Students Want to Know How to Use AI. Are You Teaching Them?
As much as I’ve tried not to think about the start of the school year and to enjoy my summer fully, I love teaching and care too much about my students for thoughts not to creep in all the time.
Microsoft’s recent AI in Education Report found that 79% of students believe that knowing how to use AI effectively and responsibly is important for their future success. Yet, the Digital Education Council’s AI in Higher Education Global Survey showed that only 29% believe their instructors are equipped to guide them.
This is why I am working hard to stay on top of the rapidly changing AI landscape, the tools that are being created, and how best to integrate them into my courses. Students need to know what is out there, how they might use it, and then decide whether they want to.
The photo above is from October 2023, when I was showing a class of first-year students how generative AI tools could create images. I wanted them to see what the tools could do, but also warn them about the need to be more critical of any image they saw because of these capabilities. It is wild to think about how much everything has changed in those three short years.

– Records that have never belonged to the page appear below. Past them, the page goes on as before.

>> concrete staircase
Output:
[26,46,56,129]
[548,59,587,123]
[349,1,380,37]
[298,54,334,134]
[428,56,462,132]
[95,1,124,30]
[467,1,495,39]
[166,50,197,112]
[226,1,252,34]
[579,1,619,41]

I have ethical, environmental, and security concerns about the rise of AI, and I believe educators need clear strategies to address these concerns responsibly. Whenever I talk about the tools, I also discuss these issues to help students develop a balanced understanding and ethical mindset.
I don’t believe that banning technology from the classroom or just ignoring it is the right answer. I said the same thing in the early days of the Internet, social media, and digital marketing. Yet, many said I was being silly and that they’d never matter to them.
If you are one of those people who feel that way about AI, I encourage you to read Co-intelligence: Living and Working with AI by Ethan Mollick. It is one of the more balanced and approachable books I’ve read on the topic, and there is a lot of good learning found within its pages. This can help you feel more confident and informed about AI.
Like him, I’ve always loved experimenting with emerging technology and now work to expose our students to these tools. To allow them to learn what they can and can’t do. To decide how we want to use them or choose not to. Finally, know the proper way for them to help without using them inappropriately.
Almost every student has used AI, as the reports above confirm. Yet, so many of them are never shown how to use the tools properly. We don’t just hand our nursing students needles, visual art majors chainsaws, or STEM students a full lab and walk away hoping they figure it out on their own, do we? Of course, we don’t.
My focus this fall will be first on teaching them how to brainstorm, ideate, and plan their businesses and marketing strategies. Then I’ll show them how AI tools can help them fine-tune or improve their work. They’ll never be required to use them, but it is my responsibility that they comprehend how their colleagues and future competitors might be using them.
I’m a business professor, and it would be wrong for me not to prepare my students as best I can for the world they’ll be working in. They are paying far too much money not to receive as much practical and useful learning as I can give them.